With no star power, Chalay Thay Saath is one bumpy ride
Pakistani directors and producers often misunderstand the movement to revive Pakistani cinema. This year has seen numerous below average movies, thus questioning the merit and authenticity of the command in filmmaking; movies like Thora Jee Le, Whistle and Raasta. Let’s see if Umer Adil’s latest venture, Chalay Thay Saath will be able to break this dry spell. The film doesn’t seem to have any star power, thus it makes one question – can a movie with no crowd-pullers make it big in the box office?

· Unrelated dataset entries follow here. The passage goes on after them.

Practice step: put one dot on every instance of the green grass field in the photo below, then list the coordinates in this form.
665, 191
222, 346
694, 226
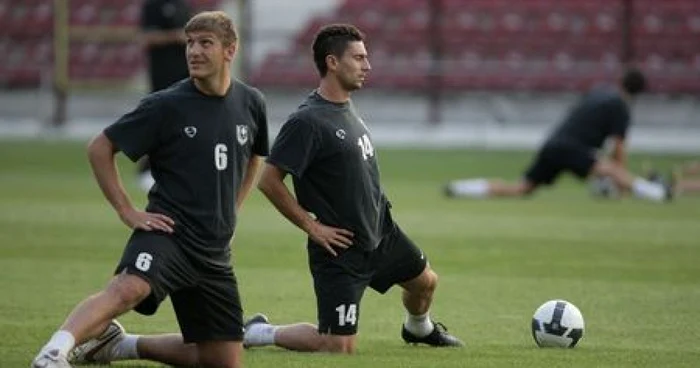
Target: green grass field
632, 267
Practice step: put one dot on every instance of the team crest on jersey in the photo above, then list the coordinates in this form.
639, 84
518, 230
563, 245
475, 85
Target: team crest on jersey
242, 134
190, 131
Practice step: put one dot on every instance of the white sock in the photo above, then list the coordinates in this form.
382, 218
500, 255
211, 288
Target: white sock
61, 340
648, 190
260, 334
419, 325
476, 188
126, 348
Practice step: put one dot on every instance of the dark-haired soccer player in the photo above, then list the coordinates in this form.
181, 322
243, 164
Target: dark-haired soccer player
205, 137
353, 242
573, 146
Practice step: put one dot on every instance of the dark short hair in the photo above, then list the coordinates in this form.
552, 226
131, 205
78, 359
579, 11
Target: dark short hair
216, 22
634, 82
333, 39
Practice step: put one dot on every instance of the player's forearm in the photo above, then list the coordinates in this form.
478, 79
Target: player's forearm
286, 204
249, 180
101, 156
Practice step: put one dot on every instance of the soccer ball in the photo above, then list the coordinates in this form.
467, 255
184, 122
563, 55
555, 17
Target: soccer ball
557, 323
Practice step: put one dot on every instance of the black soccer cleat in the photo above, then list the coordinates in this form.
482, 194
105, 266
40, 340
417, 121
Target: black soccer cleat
438, 338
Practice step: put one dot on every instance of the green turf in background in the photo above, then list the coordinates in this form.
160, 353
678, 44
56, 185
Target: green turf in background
630, 266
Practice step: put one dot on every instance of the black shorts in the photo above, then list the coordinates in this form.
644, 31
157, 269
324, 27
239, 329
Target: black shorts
339, 282
557, 156
205, 298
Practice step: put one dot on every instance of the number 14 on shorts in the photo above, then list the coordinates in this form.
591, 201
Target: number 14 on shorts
347, 314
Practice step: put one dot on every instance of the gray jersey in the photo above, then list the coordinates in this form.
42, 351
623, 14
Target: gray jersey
199, 147
327, 149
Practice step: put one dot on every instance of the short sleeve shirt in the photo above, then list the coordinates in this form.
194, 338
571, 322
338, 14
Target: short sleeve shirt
199, 147
601, 114
328, 150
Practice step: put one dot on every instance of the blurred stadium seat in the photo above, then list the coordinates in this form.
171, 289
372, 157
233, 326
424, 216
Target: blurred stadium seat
483, 44
102, 47
505, 45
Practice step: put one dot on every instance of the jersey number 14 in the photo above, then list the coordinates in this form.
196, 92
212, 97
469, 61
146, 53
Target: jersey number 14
365, 146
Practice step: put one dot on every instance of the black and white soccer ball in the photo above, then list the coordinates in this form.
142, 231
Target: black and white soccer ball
557, 323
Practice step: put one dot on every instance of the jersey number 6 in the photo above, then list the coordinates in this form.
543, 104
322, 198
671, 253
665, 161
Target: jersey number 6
220, 156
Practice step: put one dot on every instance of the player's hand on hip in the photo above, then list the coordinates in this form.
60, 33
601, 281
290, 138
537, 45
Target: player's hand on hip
148, 221
330, 237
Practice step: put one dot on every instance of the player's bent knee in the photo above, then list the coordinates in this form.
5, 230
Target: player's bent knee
425, 283
127, 290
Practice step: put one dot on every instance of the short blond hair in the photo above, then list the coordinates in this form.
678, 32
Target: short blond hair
216, 22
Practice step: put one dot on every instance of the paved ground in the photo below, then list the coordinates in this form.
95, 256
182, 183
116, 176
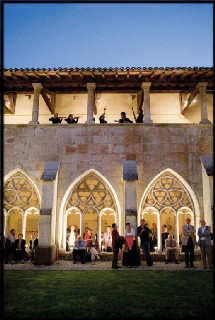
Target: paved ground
101, 265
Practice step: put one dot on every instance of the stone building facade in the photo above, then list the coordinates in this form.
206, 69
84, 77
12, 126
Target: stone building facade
92, 174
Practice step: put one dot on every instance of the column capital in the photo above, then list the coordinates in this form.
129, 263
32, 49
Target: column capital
146, 85
37, 85
202, 85
91, 86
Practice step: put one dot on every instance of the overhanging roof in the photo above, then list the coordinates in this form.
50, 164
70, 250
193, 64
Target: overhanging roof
207, 162
109, 80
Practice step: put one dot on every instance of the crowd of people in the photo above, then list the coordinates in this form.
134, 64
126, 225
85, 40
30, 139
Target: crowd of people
123, 247
15, 249
56, 119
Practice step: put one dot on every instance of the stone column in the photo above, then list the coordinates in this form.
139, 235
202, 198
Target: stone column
204, 113
90, 102
130, 176
35, 112
147, 116
24, 220
46, 250
6, 225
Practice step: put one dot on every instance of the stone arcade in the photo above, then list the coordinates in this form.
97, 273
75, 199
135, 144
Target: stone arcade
92, 174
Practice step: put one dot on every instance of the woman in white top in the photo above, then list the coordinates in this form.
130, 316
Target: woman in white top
130, 255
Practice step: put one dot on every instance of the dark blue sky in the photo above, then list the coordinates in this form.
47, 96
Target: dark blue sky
108, 35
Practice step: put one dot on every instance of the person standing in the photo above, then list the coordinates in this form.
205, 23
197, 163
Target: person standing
139, 118
94, 247
10, 246
188, 243
72, 119
124, 119
131, 257
56, 119
144, 233
115, 245
71, 238
33, 243
205, 244
171, 246
102, 118
107, 237
79, 249
20, 252
164, 236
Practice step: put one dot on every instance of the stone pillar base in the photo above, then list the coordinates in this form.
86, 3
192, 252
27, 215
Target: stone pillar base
205, 121
90, 121
33, 122
147, 121
45, 255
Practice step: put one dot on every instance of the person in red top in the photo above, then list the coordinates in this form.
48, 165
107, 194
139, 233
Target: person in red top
115, 245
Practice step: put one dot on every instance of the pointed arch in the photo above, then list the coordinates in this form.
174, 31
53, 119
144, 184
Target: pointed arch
20, 191
168, 190
89, 193
20, 195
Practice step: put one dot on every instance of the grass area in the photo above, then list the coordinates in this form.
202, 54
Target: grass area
108, 294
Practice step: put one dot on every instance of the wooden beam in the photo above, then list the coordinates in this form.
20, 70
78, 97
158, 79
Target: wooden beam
9, 104
48, 101
186, 103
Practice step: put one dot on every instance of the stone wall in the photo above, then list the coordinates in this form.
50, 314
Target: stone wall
104, 147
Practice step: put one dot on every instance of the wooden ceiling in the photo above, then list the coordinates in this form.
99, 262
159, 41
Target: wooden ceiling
111, 80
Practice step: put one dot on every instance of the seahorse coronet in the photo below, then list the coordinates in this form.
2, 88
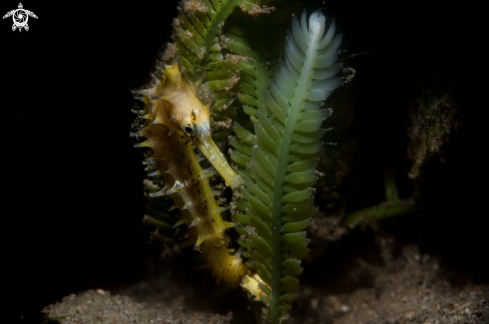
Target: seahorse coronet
172, 101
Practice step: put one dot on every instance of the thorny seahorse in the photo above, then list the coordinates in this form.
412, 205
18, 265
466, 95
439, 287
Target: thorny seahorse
175, 120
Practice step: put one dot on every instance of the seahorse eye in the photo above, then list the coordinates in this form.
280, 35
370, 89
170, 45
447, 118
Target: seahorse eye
189, 129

Zain (Osama Tahir) and Tania (Mansha Pasha), who are on the verge of separation, plan a farewell road trip for Resham (Syra Shahroz). They plan on going from Karachi to Resham’s hometown, Hunza. Along for the ride is their childhood friend, Faraz (Faris Khalid) and a Chinese tourist, Adam (Kent S Leung). He doesn’t speak Urdu, and his English isn’t that great either. But despite the language barrier, we see love blossoming between Resham and him.
As the movie progresses, as does their love, Resham asks her father (Behroz Subzwari) to meet Adam to decide their fate. Let’s just say the first impression does not sit well, and Resham’s father tells Adam to stay in a camp outside his house until he earns his trust. Unfortunately, Adam must return home to look after his ailing mother.

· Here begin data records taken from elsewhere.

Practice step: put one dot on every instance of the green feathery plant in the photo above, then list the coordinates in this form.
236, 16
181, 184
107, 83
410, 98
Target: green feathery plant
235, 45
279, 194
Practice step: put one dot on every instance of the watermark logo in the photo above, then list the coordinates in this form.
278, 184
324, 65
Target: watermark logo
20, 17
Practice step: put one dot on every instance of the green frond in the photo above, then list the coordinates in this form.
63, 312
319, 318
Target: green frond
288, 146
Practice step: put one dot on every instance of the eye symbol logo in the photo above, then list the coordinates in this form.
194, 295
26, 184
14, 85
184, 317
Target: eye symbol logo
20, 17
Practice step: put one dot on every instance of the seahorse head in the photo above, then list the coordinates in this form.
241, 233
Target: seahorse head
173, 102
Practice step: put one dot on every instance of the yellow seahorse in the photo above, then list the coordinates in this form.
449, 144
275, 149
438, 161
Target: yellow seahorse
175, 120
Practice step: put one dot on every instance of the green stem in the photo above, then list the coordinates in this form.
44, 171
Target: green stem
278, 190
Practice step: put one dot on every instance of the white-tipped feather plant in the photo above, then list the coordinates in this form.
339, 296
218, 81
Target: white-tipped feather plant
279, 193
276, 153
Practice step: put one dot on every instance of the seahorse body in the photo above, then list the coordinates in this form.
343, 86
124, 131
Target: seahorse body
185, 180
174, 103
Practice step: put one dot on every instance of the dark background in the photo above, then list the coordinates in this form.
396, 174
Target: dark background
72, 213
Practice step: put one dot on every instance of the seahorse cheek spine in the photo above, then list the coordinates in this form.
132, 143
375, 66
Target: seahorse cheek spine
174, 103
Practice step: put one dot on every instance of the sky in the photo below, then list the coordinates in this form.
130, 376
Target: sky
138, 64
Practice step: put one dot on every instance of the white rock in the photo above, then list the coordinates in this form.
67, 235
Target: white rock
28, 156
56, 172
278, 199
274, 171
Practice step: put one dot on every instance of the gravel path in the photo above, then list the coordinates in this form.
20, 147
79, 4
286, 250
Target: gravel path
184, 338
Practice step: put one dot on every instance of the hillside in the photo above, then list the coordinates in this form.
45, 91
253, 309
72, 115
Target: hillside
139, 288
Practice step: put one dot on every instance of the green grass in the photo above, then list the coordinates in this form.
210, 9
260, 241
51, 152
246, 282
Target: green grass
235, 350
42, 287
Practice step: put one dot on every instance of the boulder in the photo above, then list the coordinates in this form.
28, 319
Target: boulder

Filmmakers need to understand just how essential location can be to a movie, as visually scenic scenes are usually the highlight of any movie. Chalay Thay Saath is beautifully shot, and a great documentary on Hunza, Giglit, and the northern areas of Pakistan, but when it comes to viewing it as an actual movie, it lacks a lot. The dialogue is average, albeit fresh. However, they are easily forgettable.
In terms of music, Chalay Thay Saath has a brilliant score as it’s fresh for Pakistani film. Conversely, music cannot make a movie great as it requires more than just appealing sounds.
As for the direction, it is evidently decent; Adil has enacted the aesthetic beauty of the north remarkably.
Performance wise, Chalay Thay Saath doesn’t showcase any impeccable and bravura performances. Shahroz gives a good performance and looks gorgeous on-screen, but she wasn’t given any opportunities to prove her mettle as a performer. Kent is fresh and innocent; he effortlessly pulls off his character. Khalid has a very strong screen presence and is good “hero-material”. Pasha performs affably well, but she seems to go overboard in a few of her scenes. Tahir played his part decently also. Subzwari is just average, maybe a little more persuasiveness on his part could have gone a long way.
Chalay Thay Saath is the kind of film that makes you feel good because of its theme and how visually appealing it is. However, it does drag on quite a bit and it isn’t exactly believable at some points. For a 28-year-old girl who is apparently a doctor, some of Sharoz’s scenes are hard to digest. Thus, it offers little, if any repeat value. At the box office, it will definitely have to face a rough sail.